In 1968, the Center for Community Change was born into a world of upheaval. We began by helping six community-based groups increase their organizational effectiveness, cultivate leaders, advocate for local residents, connect with partners and resources, and master the technical skills needed to create housing, businesses and services for their communities.
In CCC’s first years, bold themes emerged that would define the Center for Community Change for decades to come: a commitment to low-income people; a focus on neglected populations and communities; an investment in grassroots leaders; a belief in the power of ordinary people to solve their own problems; and a vision of a just America in which everyone had a voice.
Here are a few highlights:
1970s
- Engaged local groups in monitoring how large government programs, such as the Community Development Block Grant, were implemented in low-income communities nationwide. Results: millions of dollars invested in housing, economic development, jobs and social services in poor communities.
- Helped establish the Community Reinvestment Act (1977). In 1978, helped community-based groups in Brooklyn and St. Louis file the first formal complaints against banks that failed to meet their CRA obligations. Results: Brooklyn received $20 million and St. Louis $1 million in housing loans for low-income neighborhoods.
1980s
- Organized public housing residents nationwide to save thousands of units from demolition.

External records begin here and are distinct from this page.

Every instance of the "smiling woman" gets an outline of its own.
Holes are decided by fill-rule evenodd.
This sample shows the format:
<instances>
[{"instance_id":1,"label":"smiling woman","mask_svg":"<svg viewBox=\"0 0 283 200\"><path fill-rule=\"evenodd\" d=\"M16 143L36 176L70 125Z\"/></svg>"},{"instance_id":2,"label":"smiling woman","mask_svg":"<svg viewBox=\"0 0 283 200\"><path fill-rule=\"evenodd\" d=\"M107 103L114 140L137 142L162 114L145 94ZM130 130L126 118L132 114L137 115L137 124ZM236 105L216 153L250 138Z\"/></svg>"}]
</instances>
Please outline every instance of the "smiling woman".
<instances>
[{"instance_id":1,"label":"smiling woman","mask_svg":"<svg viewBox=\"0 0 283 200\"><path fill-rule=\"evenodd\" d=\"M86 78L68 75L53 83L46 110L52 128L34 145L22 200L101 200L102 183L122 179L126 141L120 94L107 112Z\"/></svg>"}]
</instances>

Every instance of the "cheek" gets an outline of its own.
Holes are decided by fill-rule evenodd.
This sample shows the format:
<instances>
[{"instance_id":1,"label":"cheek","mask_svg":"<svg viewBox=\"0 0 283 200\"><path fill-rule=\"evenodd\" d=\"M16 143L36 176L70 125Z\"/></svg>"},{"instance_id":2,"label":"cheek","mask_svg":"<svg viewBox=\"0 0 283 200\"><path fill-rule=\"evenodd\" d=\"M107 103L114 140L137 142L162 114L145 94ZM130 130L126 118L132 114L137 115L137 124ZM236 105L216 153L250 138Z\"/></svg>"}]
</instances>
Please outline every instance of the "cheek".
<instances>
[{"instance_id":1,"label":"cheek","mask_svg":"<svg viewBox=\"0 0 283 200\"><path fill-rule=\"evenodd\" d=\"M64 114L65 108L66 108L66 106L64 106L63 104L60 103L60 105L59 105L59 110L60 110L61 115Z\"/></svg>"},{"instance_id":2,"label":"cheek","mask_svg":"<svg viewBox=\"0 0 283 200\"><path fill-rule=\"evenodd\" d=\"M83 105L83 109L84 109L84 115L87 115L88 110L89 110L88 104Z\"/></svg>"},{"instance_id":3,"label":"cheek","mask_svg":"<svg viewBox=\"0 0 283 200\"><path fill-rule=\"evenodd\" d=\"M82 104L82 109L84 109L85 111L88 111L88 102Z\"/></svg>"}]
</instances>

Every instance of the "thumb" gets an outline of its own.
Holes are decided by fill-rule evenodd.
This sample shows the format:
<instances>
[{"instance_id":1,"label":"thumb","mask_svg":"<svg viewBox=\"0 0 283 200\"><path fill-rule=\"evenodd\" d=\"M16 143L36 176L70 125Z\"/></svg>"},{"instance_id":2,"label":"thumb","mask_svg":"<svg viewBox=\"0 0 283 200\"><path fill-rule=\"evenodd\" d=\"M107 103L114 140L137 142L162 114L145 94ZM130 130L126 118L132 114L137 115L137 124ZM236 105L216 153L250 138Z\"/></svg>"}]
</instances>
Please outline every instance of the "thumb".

- Launched and continue to lead the housing trust fund movement, which presses city, county and state governments to establish permanent sources of dedicated funding for affordable housing. In 1980 there were two housing trust funds; today there are more than 600 nationwide that generate $1.6 billion each year.
1990s
- Staffed and housed the Indian and Native American Employment Training Coalition, which expanded Indian job training and employment programs by $150 million a year.
- Launched and staffed the Transportation Equity Network, which won more than $700 million for local transit programs that help low-income residents get to jobs.
2000s
- Created and staffed the National Campaign for Jobs and Income Support, which took the lead in winning a partially refundable child tax credit that delivers $8 billion over 10 years to low-income families and lifts 500,000 children out of poverty, and in restoring Food Stamps eligibility to nearly 400,000 legal immigrants.
- Launched and now staffs the Fair Immigration Reform Movement (FIRM), a national coalition that unites 300 diverse grassroots groups to advance comprehensive immigration reform.
- Started Generation Change, a national project to recruit, train and place the next generation of social justice organizers.
- Conducted in December 2007 the Heartland Presidential Forum, which drew 3,600 grassroots activists from 32 states to question presidential candidates about the issues and values that are important to low-income people.
- Initiated the Community Voting Project to increase voter participation in communities of color and low-income communities.
- Launched the Campaign for Community Values, a national effort to project the progressive values of interconnectedness and the common good into the political debate—and into public policies adopted by a new Administration and Congress.
Over the years, CCC has built and strengthened thousands of
grassroots organizations and hundreds of coalitions that provide a public voice
for low-income people. We have cultivated thousands of grassroots leaders in
low-income communities and communities of color.